Sunday July 17, Daily Links

SUNDAY 7.17
NEWS STORIES
Eric Adams Looking to Hire a Smokesperson
The city needs a Cannabis NYC Founding Director to manage all things weed once recreational shops are up and running.
Sounds like a great job for Pete Davidson.
Does Elon Musk Have a Breeding Kink?
Rolling Stone says celebs like Musk who have gaggles of kids have a breeding kink that explains their prolific parenting.
Maybe he’s just trying to put together a football team against Nick Cannon’s family.
Jan 6 Committee Wants Those Erased Secret Service Texts
Texts sent to and from secret service officers were conveniently erased as soon as authorities started to ask questions.
They really are a secret service.
SPORTS
nothing here yet
everything
more stories coming soon
everything
CELEBS & ENTERTAINMENT
Tony Rock Sez Chris Rock Got Slapped Cuz Of Tupac
In a recent interview, Tony Rock sez that Will Smith slapped Chris because Will has to constantly hear about Jada’s love of Tupac and the perception that Will is soft. Yeah, well, Tupac wouldn’t have thrown a $3 million birthday party for Jada – and how soft is that?
Demi Moore Brings Her Dog to See The Mona Lisa
No, pets aren’t allowed in the Louvre, but Demi brought her chihuahua Pilaf along for the tour anyway.
Looks like the dog is getting more out of it than Demi.

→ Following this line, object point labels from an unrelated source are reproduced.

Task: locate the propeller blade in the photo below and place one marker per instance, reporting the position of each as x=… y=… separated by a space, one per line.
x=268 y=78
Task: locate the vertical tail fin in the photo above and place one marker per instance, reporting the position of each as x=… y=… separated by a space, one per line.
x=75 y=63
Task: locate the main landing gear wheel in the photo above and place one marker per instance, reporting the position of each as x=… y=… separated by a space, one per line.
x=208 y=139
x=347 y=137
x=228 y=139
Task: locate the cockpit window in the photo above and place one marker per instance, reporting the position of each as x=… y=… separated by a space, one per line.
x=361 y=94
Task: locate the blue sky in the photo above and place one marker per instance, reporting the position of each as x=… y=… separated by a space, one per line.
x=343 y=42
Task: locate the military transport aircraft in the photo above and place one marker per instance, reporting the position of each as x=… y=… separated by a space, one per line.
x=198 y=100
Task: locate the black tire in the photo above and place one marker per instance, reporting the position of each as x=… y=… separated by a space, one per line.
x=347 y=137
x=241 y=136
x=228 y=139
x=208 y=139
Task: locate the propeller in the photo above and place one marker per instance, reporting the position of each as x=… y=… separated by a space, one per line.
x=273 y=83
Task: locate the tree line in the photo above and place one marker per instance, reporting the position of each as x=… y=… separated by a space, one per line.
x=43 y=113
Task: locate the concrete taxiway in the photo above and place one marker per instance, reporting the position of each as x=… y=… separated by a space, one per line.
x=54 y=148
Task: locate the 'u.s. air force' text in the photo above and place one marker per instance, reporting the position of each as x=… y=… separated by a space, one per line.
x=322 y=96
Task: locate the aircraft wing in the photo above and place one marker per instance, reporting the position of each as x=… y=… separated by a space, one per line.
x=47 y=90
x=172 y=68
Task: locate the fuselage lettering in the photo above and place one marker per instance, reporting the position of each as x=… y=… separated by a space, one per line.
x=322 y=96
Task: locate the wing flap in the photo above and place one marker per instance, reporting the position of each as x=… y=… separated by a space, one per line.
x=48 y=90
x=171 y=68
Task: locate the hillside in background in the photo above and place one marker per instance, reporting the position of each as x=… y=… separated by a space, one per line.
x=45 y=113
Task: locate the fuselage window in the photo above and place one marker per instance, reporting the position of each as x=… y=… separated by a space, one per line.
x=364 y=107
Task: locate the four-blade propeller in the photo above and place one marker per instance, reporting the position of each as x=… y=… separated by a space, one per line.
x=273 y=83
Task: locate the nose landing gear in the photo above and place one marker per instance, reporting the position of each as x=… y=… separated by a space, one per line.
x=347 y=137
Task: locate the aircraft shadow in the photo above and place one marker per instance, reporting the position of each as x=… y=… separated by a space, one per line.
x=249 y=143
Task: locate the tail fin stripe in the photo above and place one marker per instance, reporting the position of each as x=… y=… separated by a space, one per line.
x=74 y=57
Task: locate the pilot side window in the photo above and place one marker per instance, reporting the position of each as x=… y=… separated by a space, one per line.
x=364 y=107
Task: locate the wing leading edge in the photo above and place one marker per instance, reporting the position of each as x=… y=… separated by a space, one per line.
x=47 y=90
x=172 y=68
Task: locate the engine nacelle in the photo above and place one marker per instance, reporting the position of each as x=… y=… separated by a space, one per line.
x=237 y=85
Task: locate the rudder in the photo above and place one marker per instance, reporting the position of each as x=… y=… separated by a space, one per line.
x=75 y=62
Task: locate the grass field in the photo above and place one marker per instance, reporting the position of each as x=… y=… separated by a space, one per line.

Is Robert Downey Jr. Supporting Armie Hammer?
A source told Vanity Fair that Downey paid for Hammer to spend six months in a Florida rehab last year. And Hammer and his family allegedly are currently in LA, staying with him .
Maybe Robert was afraid he looked too delicious.
Top Gun is Now Paramount's Biggest Earner
A total box office worldwide of $1,208.5M means Top Gun Maverick is Paramount’s #1 highest grossing film globally
Great news for Paramount, bad news for Bob Evans.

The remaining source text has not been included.